Apakah Emosi Negatif Ditingkatkan atau Dilepaskan? Kenapa?

24 April 2023   20:30 Diperbarui: 24 April 2023   20:32 209
+
Laporkan Konten
Laporkan Akun
Kompasiana adalah platform blog. Konten ini menjadi tanggung jawab bloger dan tidak mewakili pandangan redaksi Kompas.
Lihat foto
Humaniora. Sumber ilustrasi: PEXELS/San Fermin Pamplona

Apakah emosi negatif ditingkatkan atau dilepaskan? Kenapa?

Oleh: Try Gunawan Zebua

Gunungsitoli, Senin, 24 April 2023


Emosi merupakan bukan suatu hal atau produk yang baru dan sama sekali baru. Sebelum saya menulis ini pun sudah begitu banyak yang telah mengatakannya, menuliskan menjadi sebuah buku dan bahkan melakukan penelitian terkait hal tersebut. Bahkan ada yang menyebutkan emosi tersebut menjadi salah satu jenis kecerdasan, dibandingkan dari sekian banyak jenis kecerdasan seperti kecerdasan matematika, kecerdasan musik, kecerdasan olahraga, dan berbagai kecerdasan yang lain. Kecerdasan yang kaitannya dengan sebuah emosi, disebut sebagai kecerdasan emosional.

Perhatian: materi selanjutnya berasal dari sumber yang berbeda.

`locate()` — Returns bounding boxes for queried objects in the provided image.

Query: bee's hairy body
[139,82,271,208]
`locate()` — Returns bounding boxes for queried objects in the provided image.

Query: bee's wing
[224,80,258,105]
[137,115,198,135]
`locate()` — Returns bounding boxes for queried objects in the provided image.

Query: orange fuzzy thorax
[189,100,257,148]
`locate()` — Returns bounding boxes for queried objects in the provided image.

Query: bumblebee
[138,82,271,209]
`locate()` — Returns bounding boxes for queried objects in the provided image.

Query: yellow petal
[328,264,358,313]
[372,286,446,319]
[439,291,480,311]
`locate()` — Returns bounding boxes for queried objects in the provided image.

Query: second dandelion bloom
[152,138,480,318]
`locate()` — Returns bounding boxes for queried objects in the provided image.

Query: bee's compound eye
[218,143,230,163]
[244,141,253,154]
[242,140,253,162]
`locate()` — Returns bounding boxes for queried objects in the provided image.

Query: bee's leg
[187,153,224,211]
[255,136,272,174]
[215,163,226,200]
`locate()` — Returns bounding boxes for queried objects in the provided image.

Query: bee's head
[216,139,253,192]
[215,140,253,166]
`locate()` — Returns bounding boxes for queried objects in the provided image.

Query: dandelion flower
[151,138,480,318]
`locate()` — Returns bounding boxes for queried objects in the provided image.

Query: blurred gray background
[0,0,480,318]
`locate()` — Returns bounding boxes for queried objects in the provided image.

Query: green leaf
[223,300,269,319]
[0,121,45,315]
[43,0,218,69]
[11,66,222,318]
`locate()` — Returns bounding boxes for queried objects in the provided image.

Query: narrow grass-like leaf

Kecerdasan emosional berdasarkan berbagai penelitian, ternyata sangat menentukan kesuksesan atau keberhasilan dari seseorang. Semakin seseorang bisa menguasai, mengendalikan dan mengarahkan suatu emosi, maka kemungkinan, seseorang itu cerdas, lebih baik dan cenderung menunjukkan peningkatan dari waktu ke waktu. Bahkan jumlah persentasinya lebih dari 50%, menentukan tingkat keberhasilan seseorang, dibandingkan dengan jenis kecerdasan yang lain. 

Bahkan matematika pun, atau dengan kata lain kecerdasan matematika yang dianggap paling menentukan kesuksesan seseorang ternyata tidak juga. Saya tidak mengatakan kecerdasan matematika tidak baik, apalagi kecerdasan yang lainnya, semua penting dan ada bagian yang perlu kita ambil sebenarnya, tapi tidak semua. Malah lebih baik jika semua kecerdasan, paling tidak yang paling penting bagi kita dalam menjalani kehidupan lebih baik, dengan istilah lain adalah menciptakan sebuah keseimbangan.

Dengan seseorang dapat mengetahui seperti apa dan bagaimana emosi itu, dia dapat mengendalikan pada dirinya sendiri jika berlebihan, bahkan dapat mengendalikan jika terlihat dari orang lain. Istilahnya dapat mengenai hati, dari hati dan ke hati.

Suasana atau kondisi yang tadinya agak terlihat panas, sebelum terjadi, dan bahkan hampir agak memanas, dapat dikendalikan dan bahkan dibuat dari kondisi panas menjadi dingin. Situasi apa pun saat rapat, kerja, belajar dan sebagainya itu dapat lebih nyaman, aman, terkendali dan kondusif. Bisa terjadi atau terciptanya sebuah kesepakatan dan mencapai target untuk kepentingan bersama-sama. Semua merasa setuju, kendatipun sebenarnya dari awal tidak setuju sama sekali.

Emosi tersebut ada berbagai jenis dan tergantung dari mana kita melihatnya. Jika, kita melihat dari segi jenis kelamin, maka ada itu emosi laki-laki dan emosi perempuan. Emosi laki-laki adalah emosi yang berasal dan terjadi oleh seorang laki-laki. Emosi perempuan adalah emosi yang berasal dan terjadi oleh seorang perempuan. Diantara laki-laki dan perempuan, jika di lihat sebagai hal berupa marah, maka dikatakan bahwa laki-laki lah yang cenderung menjadi jenis kelamin yang dominan (suka marah). 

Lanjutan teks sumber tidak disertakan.